Penghargaan Bermakna, Simbol Tanggung Jawab
Kapolri menyampaikan rasa syukurnya atas penghargaan adat tersebut. Ia menegaskan bahwa Ingatan Budi bukan hanya simbol, tetapi amanah moral untuk terus melayani masyarakat dengan nilai luhur dan ketulusan hati.
“Ingatan Budi adalah simbol pengingat bahwa setiap langkah pengabdian harus berakar pada nilai-nilai luhur dan keikhlasan,” ujar Kapolri.
Lima Alasan LAM Riau Menganugerahkan “Ingatan Budi”
Ketua DPH LAMR Kabupaten Bengkalis, Datuk Seri Syaukani Al-Karim, menyampaikan lima alasan utama mengapa Kapolri layak menerima Anugerah Adat:
1. Institusi yang Inklusif dan Presisi
Kapolri dinilai berhasil menjadikan Polri lebih dekat dengan rakyat. Pendekatan santun, respons cepat, dan pengayoman humanis menjadikan Polri terasa hadir dalam kehidupan sehari-hari masyarakat.
2. Penegakan Hukum Tanpa Pandang Bulu
Tak hanya menindak pelanggar hukum di luar institusi, Kapolri juga tegas terhadap oknum internal kepolisian. Prinsip keadilan ditegakkan ke dalam dan ke luar dengan keberanian.
3. Tanggap dalam Penanganan Karhutla
Kepemimpinan Kapolri dinilai berperan besar dalam merespons bencana asap tahunan di Riau. Melalui sinergi dengan Kapolda dan Kapolres, Karhutla di Riau berhasil ditekan secara signifikan.
4. Deradikalisasi dan Rekonsiliasi Kebangsaan
Sebanyak 8.315 mantan narapidana teroris kembali ke pangkuan NKRI. Beberapa di antaranya berasal dari Riau. Ini dianggap sebagai bentuk nyata dari pendekatan keamanan yang humanis.

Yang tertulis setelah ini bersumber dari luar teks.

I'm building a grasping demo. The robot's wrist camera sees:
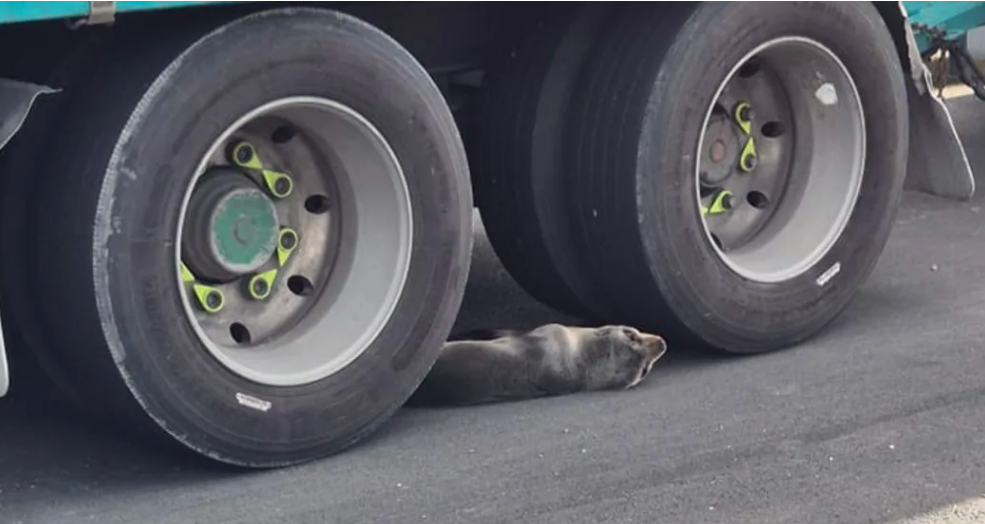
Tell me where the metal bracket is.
[68,0,116,29]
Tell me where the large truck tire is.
[470,4,613,320]
[565,2,909,353]
[22,9,472,467]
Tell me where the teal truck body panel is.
[903,2,985,52]
[0,1,226,24]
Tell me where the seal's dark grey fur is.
[407,324,667,406]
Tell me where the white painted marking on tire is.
[814,82,838,106]
[236,393,273,413]
[815,262,841,287]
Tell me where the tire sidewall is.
[93,9,472,461]
[636,2,908,351]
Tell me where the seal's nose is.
[642,334,667,360]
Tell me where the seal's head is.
[583,326,667,389]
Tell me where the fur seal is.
[407,324,667,406]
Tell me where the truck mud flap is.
[0,78,58,397]
[898,2,975,201]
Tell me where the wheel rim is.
[695,37,866,282]
[175,97,413,386]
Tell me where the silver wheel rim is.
[174,97,413,386]
[694,37,866,283]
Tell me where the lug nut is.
[205,291,222,309]
[253,278,267,297]
[280,231,298,249]
[722,194,732,209]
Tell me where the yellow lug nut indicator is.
[701,189,732,215]
[277,227,299,267]
[229,140,294,198]
[179,262,226,314]
[247,269,277,300]
[732,102,759,173]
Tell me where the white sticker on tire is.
[814,82,838,106]
[815,262,841,287]
[236,393,273,413]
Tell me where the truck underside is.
[0,2,985,467]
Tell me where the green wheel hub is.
[182,167,281,282]
[209,188,280,273]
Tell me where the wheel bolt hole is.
[287,275,315,297]
[270,126,297,144]
[229,322,250,344]
[304,195,328,215]
[739,60,759,78]
[746,191,770,209]
[762,122,787,138]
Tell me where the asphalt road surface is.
[7,98,985,524]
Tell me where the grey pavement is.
[0,98,985,524]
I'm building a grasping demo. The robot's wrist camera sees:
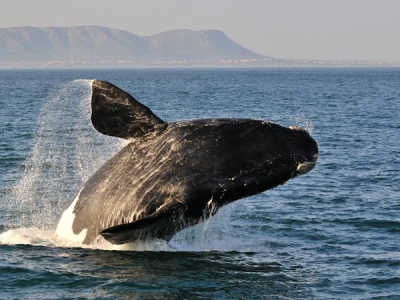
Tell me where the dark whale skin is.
[65,80,318,244]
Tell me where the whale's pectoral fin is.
[91,80,167,139]
[100,202,186,244]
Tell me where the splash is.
[8,79,124,230]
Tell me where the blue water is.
[0,69,400,299]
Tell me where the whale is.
[56,80,318,245]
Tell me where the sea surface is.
[0,68,400,299]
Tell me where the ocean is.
[0,68,400,299]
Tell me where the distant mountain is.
[0,26,267,61]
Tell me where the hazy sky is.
[0,0,400,62]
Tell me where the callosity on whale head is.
[57,80,318,244]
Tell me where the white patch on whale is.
[55,187,87,244]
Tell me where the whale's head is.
[217,120,318,191]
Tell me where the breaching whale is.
[56,80,318,244]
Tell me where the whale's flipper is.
[91,80,167,139]
[100,202,186,245]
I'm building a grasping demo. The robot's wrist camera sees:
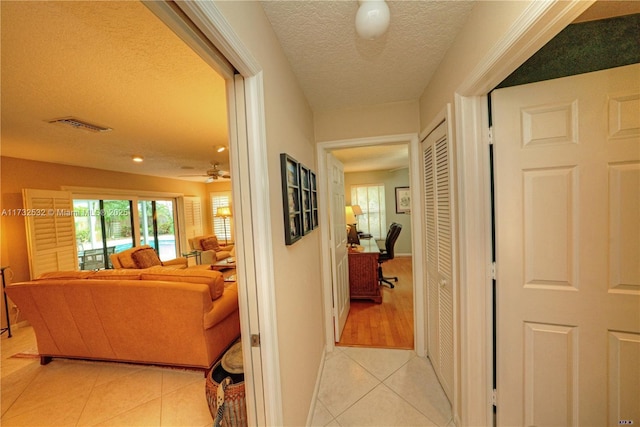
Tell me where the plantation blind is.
[22,188,78,279]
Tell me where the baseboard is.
[305,346,327,426]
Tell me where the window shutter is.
[184,197,204,238]
[351,184,387,240]
[211,192,233,241]
[22,189,78,279]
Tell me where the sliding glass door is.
[73,199,134,270]
[138,200,178,261]
[73,198,178,270]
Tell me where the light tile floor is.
[0,327,453,427]
[0,327,213,427]
[312,347,454,427]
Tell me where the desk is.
[349,239,382,304]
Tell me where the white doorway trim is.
[316,133,426,356]
[455,0,595,425]
[145,1,283,426]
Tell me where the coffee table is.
[211,257,236,270]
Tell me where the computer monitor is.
[347,224,360,246]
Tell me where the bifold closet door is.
[422,121,455,402]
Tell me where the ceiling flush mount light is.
[356,0,390,40]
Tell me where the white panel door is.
[22,188,78,279]
[422,122,455,401]
[492,65,640,426]
[327,154,351,342]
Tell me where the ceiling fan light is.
[356,0,390,40]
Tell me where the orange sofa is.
[6,268,240,370]
[189,235,236,264]
[109,245,188,269]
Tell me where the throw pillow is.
[131,248,162,268]
[140,269,224,300]
[200,236,220,251]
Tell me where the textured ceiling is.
[0,1,228,181]
[332,144,409,173]
[262,0,473,110]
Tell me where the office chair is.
[378,222,402,289]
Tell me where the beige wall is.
[0,157,206,282]
[216,1,324,426]
[420,1,531,127]
[314,100,420,142]
[344,169,411,255]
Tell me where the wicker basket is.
[206,362,247,427]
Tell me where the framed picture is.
[300,165,313,234]
[396,187,411,214]
[280,153,308,245]
[310,172,318,229]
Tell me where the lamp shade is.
[356,0,390,40]
[216,206,231,218]
[344,206,358,224]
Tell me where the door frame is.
[142,0,284,426]
[316,133,426,357]
[454,0,595,425]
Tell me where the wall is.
[216,1,325,425]
[344,169,412,255]
[497,14,640,88]
[0,157,206,328]
[420,1,532,125]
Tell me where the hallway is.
[311,347,454,427]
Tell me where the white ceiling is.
[0,0,640,181]
[262,0,473,110]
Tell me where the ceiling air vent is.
[49,117,111,133]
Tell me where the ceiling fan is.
[180,162,231,183]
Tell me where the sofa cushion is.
[140,268,224,300]
[36,270,96,280]
[131,247,162,268]
[91,268,143,280]
[200,236,220,251]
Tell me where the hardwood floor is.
[337,257,413,349]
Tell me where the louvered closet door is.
[422,122,455,401]
[22,189,78,278]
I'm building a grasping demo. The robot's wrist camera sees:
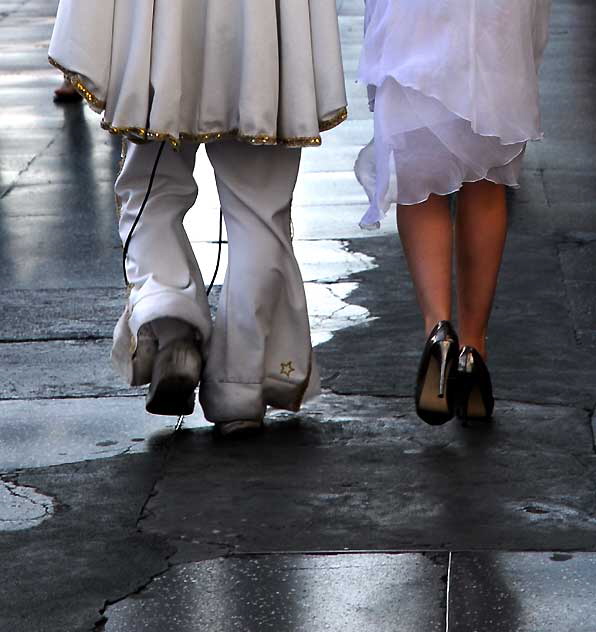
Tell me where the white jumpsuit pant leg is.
[113,141,317,422]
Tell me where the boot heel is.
[145,340,201,416]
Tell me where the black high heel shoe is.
[456,347,495,423]
[415,320,459,426]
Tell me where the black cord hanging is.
[122,141,166,286]
[207,208,223,296]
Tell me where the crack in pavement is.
[93,417,191,632]
[0,474,57,532]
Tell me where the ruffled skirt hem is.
[48,57,348,149]
[49,0,347,147]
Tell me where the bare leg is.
[455,180,507,358]
[397,195,453,335]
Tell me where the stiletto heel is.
[456,346,495,424]
[415,320,459,426]
[439,340,452,397]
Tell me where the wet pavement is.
[0,0,596,632]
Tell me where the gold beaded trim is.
[49,57,348,149]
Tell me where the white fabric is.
[112,141,319,422]
[356,0,550,227]
[49,0,346,145]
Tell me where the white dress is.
[356,0,551,227]
[49,0,346,146]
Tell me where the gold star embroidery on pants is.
[280,362,296,377]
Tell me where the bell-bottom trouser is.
[112,141,318,423]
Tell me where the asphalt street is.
[0,0,596,632]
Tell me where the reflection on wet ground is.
[0,478,54,532]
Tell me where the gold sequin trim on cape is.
[49,57,348,149]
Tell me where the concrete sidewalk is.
[0,0,596,632]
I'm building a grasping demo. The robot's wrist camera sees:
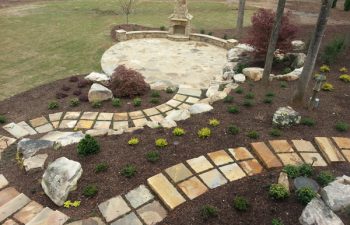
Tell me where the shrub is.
[132,97,142,107]
[297,187,316,205]
[197,127,211,138]
[110,65,150,97]
[112,98,122,108]
[173,127,186,136]
[155,138,168,148]
[95,163,108,173]
[201,205,219,220]
[209,119,220,127]
[47,101,60,109]
[83,185,98,198]
[227,124,240,135]
[78,134,100,156]
[248,9,297,56]
[146,151,160,163]
[316,171,335,187]
[121,164,137,178]
[269,184,289,200]
[128,137,140,145]
[233,196,249,211]
[335,121,350,132]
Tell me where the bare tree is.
[292,0,333,105]
[263,0,286,86]
[118,0,136,24]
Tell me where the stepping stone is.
[199,169,227,189]
[300,152,327,166]
[186,156,214,173]
[98,195,131,223]
[26,207,69,225]
[125,184,154,209]
[251,142,282,168]
[111,212,143,225]
[2,123,29,138]
[29,116,49,128]
[315,137,345,163]
[207,150,233,166]
[269,140,294,153]
[228,147,254,161]
[147,173,186,210]
[136,201,167,225]
[278,153,304,165]
[219,163,246,181]
[178,177,208,200]
[0,194,30,222]
[13,201,44,224]
[292,140,317,152]
[239,159,263,176]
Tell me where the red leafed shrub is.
[247,9,297,56]
[111,65,150,97]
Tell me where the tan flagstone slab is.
[199,169,227,189]
[147,173,186,210]
[136,201,167,225]
[98,195,131,222]
[186,156,214,173]
[228,147,254,161]
[300,152,327,166]
[29,116,49,128]
[165,163,193,183]
[219,163,246,181]
[315,137,345,163]
[178,177,208,200]
[13,201,44,224]
[239,159,263,176]
[251,142,282,168]
[269,140,294,153]
[207,150,233,166]
[0,194,30,222]
[292,139,317,152]
[278,152,303,165]
[80,112,98,120]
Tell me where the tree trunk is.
[263,0,286,86]
[236,0,245,39]
[292,0,333,105]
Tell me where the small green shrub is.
[146,151,160,163]
[197,127,211,138]
[316,171,335,187]
[83,185,98,198]
[297,187,316,205]
[233,196,249,211]
[173,127,186,136]
[120,164,137,178]
[78,134,100,156]
[269,184,289,200]
[155,138,168,148]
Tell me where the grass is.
[0,0,254,100]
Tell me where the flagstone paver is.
[137,201,167,225]
[147,173,186,209]
[98,196,131,222]
[251,142,282,168]
[125,185,154,208]
[315,137,345,163]
[178,177,208,200]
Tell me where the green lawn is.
[0,0,253,100]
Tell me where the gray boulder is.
[41,157,83,206]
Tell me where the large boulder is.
[41,157,83,206]
[272,106,301,127]
[321,175,350,212]
[299,198,344,225]
[88,83,113,102]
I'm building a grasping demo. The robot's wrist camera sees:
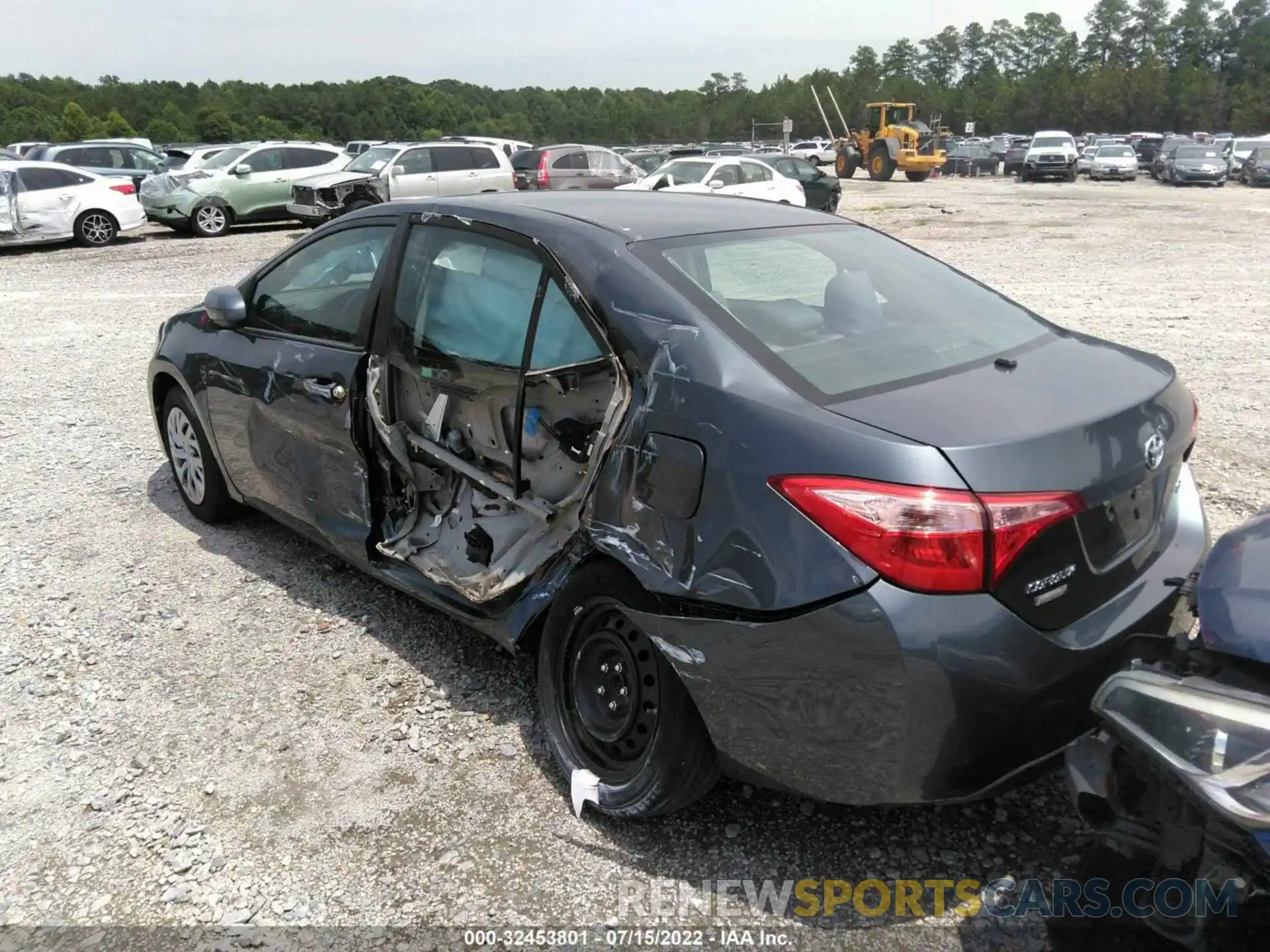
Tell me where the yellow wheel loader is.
[835,103,947,182]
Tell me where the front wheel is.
[160,386,235,523]
[189,204,230,237]
[537,563,719,817]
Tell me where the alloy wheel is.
[80,212,114,245]
[560,600,660,779]
[194,204,226,233]
[167,406,207,505]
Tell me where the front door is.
[228,147,291,221]
[432,146,480,196]
[389,146,437,198]
[204,218,396,561]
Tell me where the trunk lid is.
[828,334,1195,629]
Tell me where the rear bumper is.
[630,467,1209,803]
[287,203,335,221]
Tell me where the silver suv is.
[287,141,512,225]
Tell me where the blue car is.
[149,189,1208,816]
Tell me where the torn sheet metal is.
[569,770,599,818]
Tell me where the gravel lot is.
[0,179,1270,948]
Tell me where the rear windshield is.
[634,225,1053,403]
[512,149,542,171]
[656,159,715,182]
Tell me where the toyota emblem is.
[1142,430,1165,469]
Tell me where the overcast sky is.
[7,0,1093,89]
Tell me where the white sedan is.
[0,161,146,247]
[617,156,806,207]
[790,139,837,165]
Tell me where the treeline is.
[0,0,1270,145]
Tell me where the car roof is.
[368,189,847,241]
[4,159,102,179]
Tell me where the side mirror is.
[203,284,246,327]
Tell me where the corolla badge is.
[1024,565,1076,604]
[1142,430,1165,469]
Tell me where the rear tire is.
[537,563,719,817]
[75,210,119,247]
[159,385,236,524]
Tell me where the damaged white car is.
[287,141,515,225]
[617,156,806,207]
[0,161,146,247]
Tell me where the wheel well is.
[190,198,237,225]
[75,208,119,231]
[150,373,181,421]
[515,551,643,662]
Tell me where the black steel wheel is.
[537,563,719,817]
[560,599,660,779]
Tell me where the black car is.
[940,143,1000,175]
[148,189,1208,816]
[1151,136,1195,182]
[745,152,842,212]
[1161,142,1230,188]
[1240,146,1270,188]
[1133,138,1164,171]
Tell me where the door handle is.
[304,377,348,404]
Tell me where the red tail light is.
[769,476,1083,592]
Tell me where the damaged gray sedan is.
[149,190,1208,816]
[287,141,515,225]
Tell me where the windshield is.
[632,225,1050,403]
[200,146,250,170]
[653,159,714,182]
[344,146,402,173]
[1177,146,1222,160]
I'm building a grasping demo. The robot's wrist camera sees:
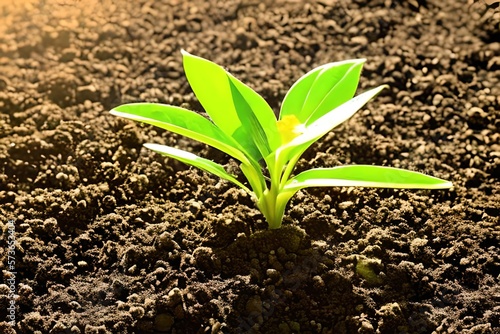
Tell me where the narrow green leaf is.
[144,144,252,194]
[110,103,249,163]
[284,165,453,191]
[182,51,279,160]
[280,59,365,125]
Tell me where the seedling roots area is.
[0,0,500,334]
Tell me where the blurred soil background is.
[0,0,500,334]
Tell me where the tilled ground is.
[0,0,500,333]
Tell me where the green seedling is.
[111,51,452,229]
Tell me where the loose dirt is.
[0,0,500,334]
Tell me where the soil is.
[0,0,500,334]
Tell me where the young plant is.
[111,50,452,229]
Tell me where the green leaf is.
[284,165,453,191]
[182,51,280,160]
[110,103,249,163]
[144,144,252,194]
[274,85,386,171]
[279,59,365,125]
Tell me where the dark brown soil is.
[0,0,500,334]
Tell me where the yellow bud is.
[277,115,304,145]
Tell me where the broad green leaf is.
[110,103,249,163]
[182,51,279,160]
[284,165,453,191]
[228,74,281,151]
[229,80,271,157]
[144,144,252,193]
[279,59,365,125]
[274,86,385,171]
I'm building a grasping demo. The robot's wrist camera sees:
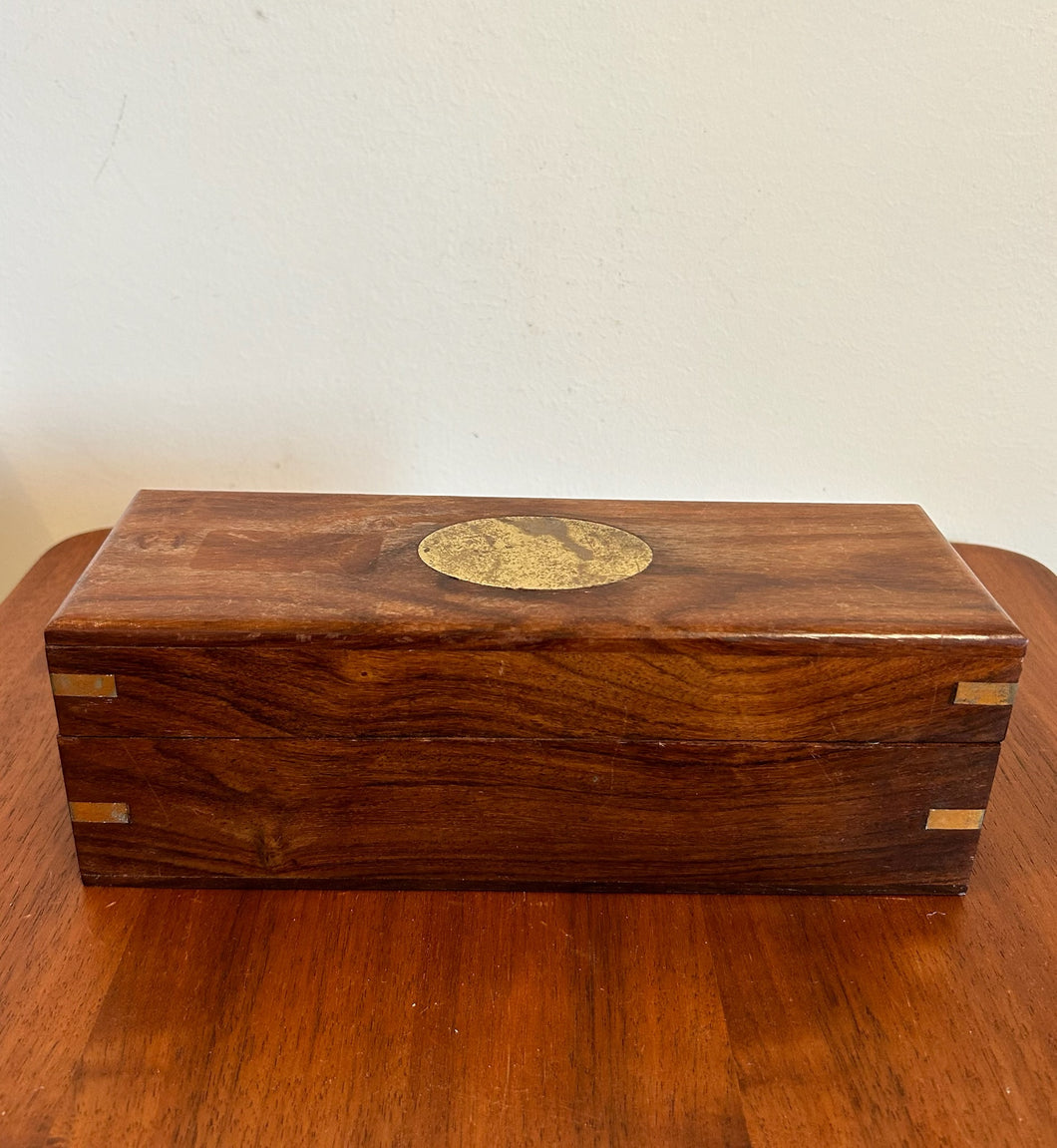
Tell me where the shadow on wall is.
[0,455,58,599]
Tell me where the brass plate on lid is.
[419,515,653,590]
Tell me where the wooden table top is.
[0,532,1057,1148]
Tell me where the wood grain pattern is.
[0,535,1057,1148]
[48,490,1024,656]
[48,643,1021,742]
[61,737,998,893]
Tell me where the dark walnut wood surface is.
[49,490,1024,655]
[0,534,1057,1148]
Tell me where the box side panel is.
[48,643,1020,742]
[60,738,998,893]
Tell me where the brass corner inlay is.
[52,674,117,698]
[70,801,130,826]
[419,515,653,590]
[953,682,1017,706]
[925,809,984,829]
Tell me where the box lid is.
[47,490,1026,653]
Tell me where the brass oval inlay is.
[419,515,653,590]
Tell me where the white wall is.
[0,0,1057,591]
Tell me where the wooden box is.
[46,490,1026,893]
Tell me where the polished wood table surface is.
[0,533,1057,1148]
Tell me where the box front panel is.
[60,737,998,893]
[48,641,1020,743]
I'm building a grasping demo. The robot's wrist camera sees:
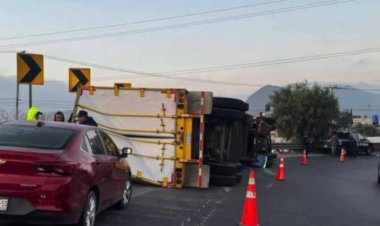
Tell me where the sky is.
[0,0,380,99]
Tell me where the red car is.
[0,121,132,226]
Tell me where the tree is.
[352,123,377,137]
[270,82,339,141]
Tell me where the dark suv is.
[336,132,374,156]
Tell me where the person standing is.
[330,133,338,155]
[54,111,65,122]
[76,110,98,126]
[26,106,43,122]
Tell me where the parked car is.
[0,121,132,226]
[336,132,374,155]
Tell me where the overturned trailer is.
[74,83,274,188]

5. Menggandeng Adat Sebagai Mitra Strategis
LAMR mengapresiasi komitmen Polri dalam melibatkan lembaga adat sebagai mitra berpikir dan sahabat berdialog dalam menyelesaikan konflik sosial. Pendekatan budaya dijadikan instrumen dalam menciptakan kedamaian.
Prosesi Adat yang Sakral
Acara penganugerahan berlangsung dalam suasana sakral dan penuh kearifan lokal. Disertai tepuk tepung tawar, syair adat, dan doa bersama, prosesi ini menjadi bentuk restu adat kepada Kapolri. Hadir pula Gubernur Riau Abdul Wahid, pengurus LAMR, tokoh masyarakat, serta unsur Forkopimda.
Pesan untuk Generasi Muda: Pemimpin Tak Hanya Bicara, Tapi Bertindak
Bagi generasi Z yang tumbuh di era digital, momen ini menjadi contoh nyata bahwa kepemimpinan yang berpijak pada nilai budaya dan keadilan bisa berjalan beriringan dengan inovasi teknologi dan reformasi sistem. Dari SIM online hingga e-Tilang, Kapolri membuktikan bahwa institusi bisa berubah, asalkan nilai dasar tetap dijaga.
“Penghargaan ini bukan untuk saya pribadi semata, tetapi untuk seluruh jajaran Polri yang terus bekerja dengan hati,” tutup Kapolri dalam sambutannya.
Dalam dunia yang serba cepat dan viral, kisah seperti ini penting untuk direnungkan. Karena bukan hanya siapa yang mendapat penghargaan, tapi juga bagaimana penghargaan itu mencerminkan kerja nyata untuk masyarakat dan bangsa.